Militaristic terms and war references are often associated with banking and finance. However, what stands out for me is the oceanic language that is also used, which perhaps tells us more about the awe-inspiring, merciless and uncontrollable power of the financial industry.

Beyond the obvious allusion to bankers as deadly predators (‘sharks’) and cash flow as a steady stream of water (‘liquidity’), there are ‘whales’ (slow-moving institutions such as pension funds that buy and sell large quantities of financial products), ‘icebergs’ (used to describe how large buy or sell requests are broken up into smaller chunks to limit the effect on price by disguising the size of the overall trade), and ‘dark pools’ (private forums for trading financial products that are inaccessible to the public and notable for their lack of transparency). Defending his legacy, Dick Fuld, former CEO of Lehman Brothers, described the financial crisis of 2008 that felled his bank as a ‘perfect storm’ that no one could foresee or control. A journalist famously described Goldman Sachs as a ‘vampire squid wrapped around the face of humanity’. And let’s not forget about market ‘bubbles’.

Tip 3: Create an example narrative

To test whether your theme works, you’ll need an example narrative to share with your team. This can then be used to spark creative discussion.

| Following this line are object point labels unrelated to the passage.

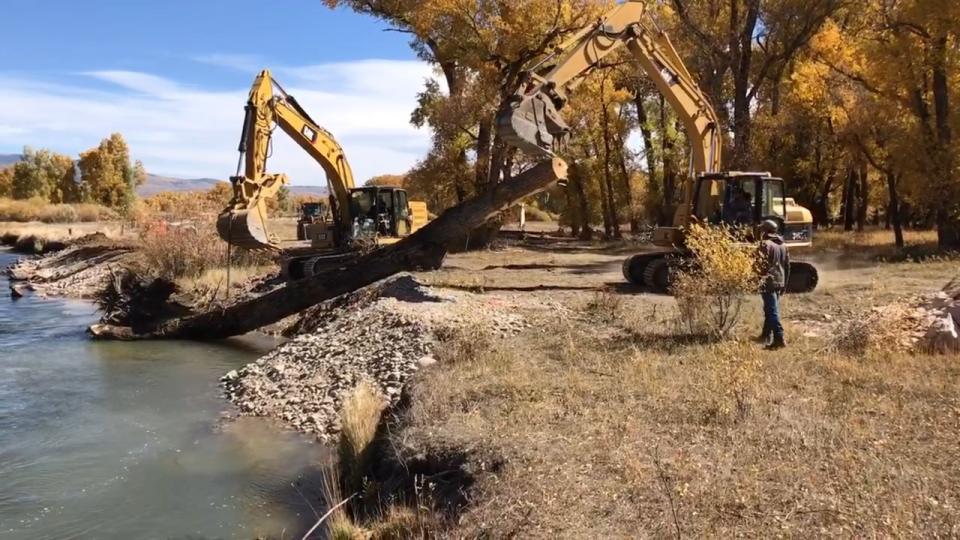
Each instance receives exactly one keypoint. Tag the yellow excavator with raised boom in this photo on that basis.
(531, 121)
(355, 217)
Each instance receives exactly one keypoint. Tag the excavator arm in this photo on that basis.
(531, 121)
(243, 222)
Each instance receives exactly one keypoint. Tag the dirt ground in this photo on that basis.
(601, 421)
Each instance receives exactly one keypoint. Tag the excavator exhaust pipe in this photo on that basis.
(244, 228)
(533, 124)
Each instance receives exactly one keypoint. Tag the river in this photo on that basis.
(124, 440)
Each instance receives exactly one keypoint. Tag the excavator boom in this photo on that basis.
(243, 222)
(531, 120)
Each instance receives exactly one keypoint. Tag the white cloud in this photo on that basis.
(185, 131)
(248, 63)
(138, 82)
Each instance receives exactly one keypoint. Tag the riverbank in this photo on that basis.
(522, 379)
(119, 440)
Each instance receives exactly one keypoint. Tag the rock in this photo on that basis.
(16, 290)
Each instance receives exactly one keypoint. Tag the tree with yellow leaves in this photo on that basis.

Here’s a very short story to illustrate what I mean. Recently, a friend was explaining to me why the ‘decentralised’ nature of a crypto-currency like bitcoin makes it an attractive alternative to a highly centralised fiat currency. What do you mean by centralised versus decentralised, I asked. We were in the Prospect of Whitby pub on the banks of the Thames in the City of London, an ‘olde Englishe’ pub that was historically frequented by pirates and smugglers. Looking around at the shipping motifs on the wall, he found an analogy. ‘Think of a merchant ship coming into a port to trade its cargo. At the port, there is a big market hall where the merchants are legally allowed to sell their cargo to buyers. The market charges a ‘retailing fee’ to merchants, and the port’s governing authority, in return for allowing the market to exist, taxes the owner of the marketplace. In this way, the port’s governing authority effectively controls trade by containing it in one location and taxing it.

‘The merchants and the buyers to whom they sell often fraternise in the many taverns and bars that line the harbour. In conversation, they complain about the high prices they’re being charged and trade surreptitiously with one another in the taverns. Sensing an opportunity, local smugglers start to coordinate this black market trade in goods, and before long the official trade that takes place in the regulated market hall dwindles. The port’s governing authority crack down on smugglers, but each time a smuggler is arrested, a new one swoops in to take his place. Why? Because the financial reward for facilitating illegal trade is worth the risk, and the smugglers have a steady stream of sellers and buyers because the fees they charge are far lower than those charged by the market hall. In this way, no single entity controls trade’.

This colourful description helped me to understand the difference between two technical terms. It allowed us to continue the conversation and debate in a meaningful way, which confirmed the usefulness of his analogy.

Tip 4: Explore the new terrain

The overall aim of this process is to stimulate imaginative conversation about issues or problems faced by your team, with the hope that the alternative theme helps people to arrive at new perspectives about these issues. In addition to sharing your example narrative with the team, it’s also worth identifying relevant topics to help steer the discussion. For example, you may be trying to find new ways of explaining your services to customers, or trying to better understand their experience when they interact with your team. Or it could be about simplifying an internal process, to make it more efficient. Pitch these topics in the language of the analogy, and let the conversation take its natural course!